Kubeless CLI is written in Go as well, using the popular cli library github.com/spf13/cobra. Basically it is a bundle of HTTP requests and kubectl commands. We send http requests to the Kubernetes apiserver in order to 'crud' CRD objects. Checkout the cmd folder for more details.

Directory structure

In order to help you getting a better feeling before you start diving into the project, we would give you the 10,000 foot view of the source code directory structure.
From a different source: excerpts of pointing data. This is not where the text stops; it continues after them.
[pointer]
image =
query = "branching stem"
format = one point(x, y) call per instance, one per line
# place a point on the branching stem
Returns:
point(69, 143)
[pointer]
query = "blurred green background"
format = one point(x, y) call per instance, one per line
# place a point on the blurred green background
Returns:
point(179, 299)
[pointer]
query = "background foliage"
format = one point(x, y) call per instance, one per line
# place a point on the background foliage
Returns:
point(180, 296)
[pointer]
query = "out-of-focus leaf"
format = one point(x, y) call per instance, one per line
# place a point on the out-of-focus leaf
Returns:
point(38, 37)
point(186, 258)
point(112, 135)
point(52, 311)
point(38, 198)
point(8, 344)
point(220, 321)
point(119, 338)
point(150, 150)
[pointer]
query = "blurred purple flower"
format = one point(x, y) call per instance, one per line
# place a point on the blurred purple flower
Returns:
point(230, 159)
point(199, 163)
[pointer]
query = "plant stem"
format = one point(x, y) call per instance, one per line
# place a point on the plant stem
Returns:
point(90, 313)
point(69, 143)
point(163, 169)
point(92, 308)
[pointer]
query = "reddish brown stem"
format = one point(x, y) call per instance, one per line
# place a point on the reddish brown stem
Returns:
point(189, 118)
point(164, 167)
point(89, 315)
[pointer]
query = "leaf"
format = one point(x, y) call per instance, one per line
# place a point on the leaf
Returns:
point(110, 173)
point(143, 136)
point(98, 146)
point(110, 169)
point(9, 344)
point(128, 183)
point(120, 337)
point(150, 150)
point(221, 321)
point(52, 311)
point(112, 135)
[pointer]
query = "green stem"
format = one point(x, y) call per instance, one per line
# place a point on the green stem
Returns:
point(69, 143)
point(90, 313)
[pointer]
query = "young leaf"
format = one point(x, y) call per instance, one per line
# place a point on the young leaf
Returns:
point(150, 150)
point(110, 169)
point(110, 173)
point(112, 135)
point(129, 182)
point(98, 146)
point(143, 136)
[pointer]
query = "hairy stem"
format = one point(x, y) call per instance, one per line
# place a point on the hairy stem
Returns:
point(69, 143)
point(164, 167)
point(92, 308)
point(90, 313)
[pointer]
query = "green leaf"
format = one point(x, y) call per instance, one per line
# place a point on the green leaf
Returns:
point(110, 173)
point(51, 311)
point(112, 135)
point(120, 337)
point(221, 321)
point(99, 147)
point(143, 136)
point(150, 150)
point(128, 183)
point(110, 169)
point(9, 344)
  • chart: chart to deploy Kubeless with Helm
  • cmd: contains kubeless cli implementation and kubeless-controller.
  • docker: contains artifacts for building the kubeless-controller and runtime images.
  • docs: contains documentations.
  • examples: contains some samples of running function with kubeless.
  • manifests: collection of manifests for additional features
  • pkg: contains shared packages.
  • script: contains build scripts.
  • vendor: contains dependencies packages.